We walk the rocks anyway, explosions of white spray booming and fizzing around us, surging tides shot through narrow passages beneath our feet. Nature's IEDs. So loud we can't hear the gulls cry out their PTSD, their hypervigilance. 

"I was born in a month that rhymes with remember." 

"I can't hear you. Not a single word. Let's go inland, see if we can find trains." 

I hear that. Trains are usually good. We walk as evening begins to gather itself. 

A field, dimming. Sure enough, the eastbound freight draws night behind it like a rough blanket over the land, a sky that catches and muffles its hoarse lament, holds it heavy and tenebrous within its midnight promises and vows of rain, all except for a western strip where earlier the sun dropped while we walked away—impossibly distant, a rarefied airless realm of crimson and gold, like blood and treasure. 

We are blood and treasure. Trash and pleasure.

No, we're worse than that, and better than that. 

The entire world trembles. For a moment, death's-head moths hold the fate of empires between their wings.
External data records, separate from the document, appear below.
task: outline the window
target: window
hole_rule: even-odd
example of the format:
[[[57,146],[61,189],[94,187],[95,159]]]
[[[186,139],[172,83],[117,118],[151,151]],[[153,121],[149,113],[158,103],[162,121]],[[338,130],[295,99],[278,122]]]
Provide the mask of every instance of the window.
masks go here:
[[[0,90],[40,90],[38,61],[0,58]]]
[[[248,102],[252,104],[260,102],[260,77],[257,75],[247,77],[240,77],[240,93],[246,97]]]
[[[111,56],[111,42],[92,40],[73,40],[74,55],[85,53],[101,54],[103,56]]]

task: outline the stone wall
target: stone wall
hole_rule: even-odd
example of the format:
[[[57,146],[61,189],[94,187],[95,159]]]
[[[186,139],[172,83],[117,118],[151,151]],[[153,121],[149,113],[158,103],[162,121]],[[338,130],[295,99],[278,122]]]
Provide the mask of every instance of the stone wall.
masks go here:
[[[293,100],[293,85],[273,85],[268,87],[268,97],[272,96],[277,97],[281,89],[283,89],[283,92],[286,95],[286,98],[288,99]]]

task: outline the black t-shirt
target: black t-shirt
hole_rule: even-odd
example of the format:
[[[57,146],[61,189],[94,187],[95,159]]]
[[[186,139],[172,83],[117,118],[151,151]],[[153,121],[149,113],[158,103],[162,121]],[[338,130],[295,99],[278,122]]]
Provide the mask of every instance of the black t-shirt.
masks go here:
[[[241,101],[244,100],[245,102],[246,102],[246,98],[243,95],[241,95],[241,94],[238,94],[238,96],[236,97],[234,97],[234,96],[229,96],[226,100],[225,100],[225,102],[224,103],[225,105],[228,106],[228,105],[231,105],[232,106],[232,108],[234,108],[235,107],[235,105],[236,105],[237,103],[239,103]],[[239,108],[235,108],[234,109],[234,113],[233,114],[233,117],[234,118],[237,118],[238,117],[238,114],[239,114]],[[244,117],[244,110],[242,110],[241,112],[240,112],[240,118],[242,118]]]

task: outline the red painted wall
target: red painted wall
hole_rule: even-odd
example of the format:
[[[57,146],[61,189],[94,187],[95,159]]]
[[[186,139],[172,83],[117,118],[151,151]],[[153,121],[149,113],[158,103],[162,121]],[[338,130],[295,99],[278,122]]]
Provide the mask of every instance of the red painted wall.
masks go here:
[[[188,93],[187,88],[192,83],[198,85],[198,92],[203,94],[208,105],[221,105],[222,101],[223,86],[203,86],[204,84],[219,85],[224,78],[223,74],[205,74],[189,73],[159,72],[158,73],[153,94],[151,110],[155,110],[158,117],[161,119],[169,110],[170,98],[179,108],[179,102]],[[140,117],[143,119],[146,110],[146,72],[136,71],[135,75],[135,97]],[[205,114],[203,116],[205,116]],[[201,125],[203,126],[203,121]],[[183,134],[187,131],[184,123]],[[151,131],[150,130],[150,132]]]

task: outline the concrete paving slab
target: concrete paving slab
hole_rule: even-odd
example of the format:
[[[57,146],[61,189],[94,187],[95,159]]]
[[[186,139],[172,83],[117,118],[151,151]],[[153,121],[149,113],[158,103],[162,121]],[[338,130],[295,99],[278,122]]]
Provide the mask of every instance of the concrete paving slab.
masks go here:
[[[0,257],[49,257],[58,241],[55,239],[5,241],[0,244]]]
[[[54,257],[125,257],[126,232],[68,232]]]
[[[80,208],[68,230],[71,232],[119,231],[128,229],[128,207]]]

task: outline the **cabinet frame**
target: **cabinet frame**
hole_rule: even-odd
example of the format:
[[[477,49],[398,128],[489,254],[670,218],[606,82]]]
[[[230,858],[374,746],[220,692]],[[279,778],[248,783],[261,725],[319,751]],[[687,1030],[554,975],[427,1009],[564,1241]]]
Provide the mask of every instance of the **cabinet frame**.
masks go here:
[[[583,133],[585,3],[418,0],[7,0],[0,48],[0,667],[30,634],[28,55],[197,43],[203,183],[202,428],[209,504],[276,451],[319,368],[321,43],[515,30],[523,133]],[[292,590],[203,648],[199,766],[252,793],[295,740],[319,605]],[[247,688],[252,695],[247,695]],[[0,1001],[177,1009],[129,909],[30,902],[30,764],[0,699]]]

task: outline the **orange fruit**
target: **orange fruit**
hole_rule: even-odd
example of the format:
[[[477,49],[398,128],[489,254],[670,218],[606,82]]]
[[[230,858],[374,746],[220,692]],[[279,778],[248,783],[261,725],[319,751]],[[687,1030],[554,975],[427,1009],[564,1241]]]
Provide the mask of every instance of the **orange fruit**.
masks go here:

The train gathers speed for a deep land trek while children are diced unlamented in alleyways and chickens burst like nebulae from rafters in a forgotten barn, dust motes and moths, stars and straw and strands of gold like the lustrous tresses of a fabled princess, cavalier, leaning from the window of her tower, her slender neck arched, waiting. Tempting the axes of ogres. 

Roxy fixes me with one of her eyeslit glares. "It's all your fault," she says, as jackbooted tyrants, charcoal-suited fascists with cruel smiles and flickering lashes, frogmarch us inland, indifferent to our renewed seaward yearnings, while amid the descending darkness great fat raindrops play free jazz over the thirsty fields, syncopated and toxic, and we pretend not to cry with terror as funnel clouds gather and we're mocked and jabbed by soldiers demob-giddy and lustful with the very last war's end, knowing they'll show us no mercy once the touchpaper's lit. 

"You're right. It is. My fault, I mean." 

"Yeah, well, checkout time's come early, my darlin'." 

And she reaches for my hand and won't ever let go. Sleep be goddamned.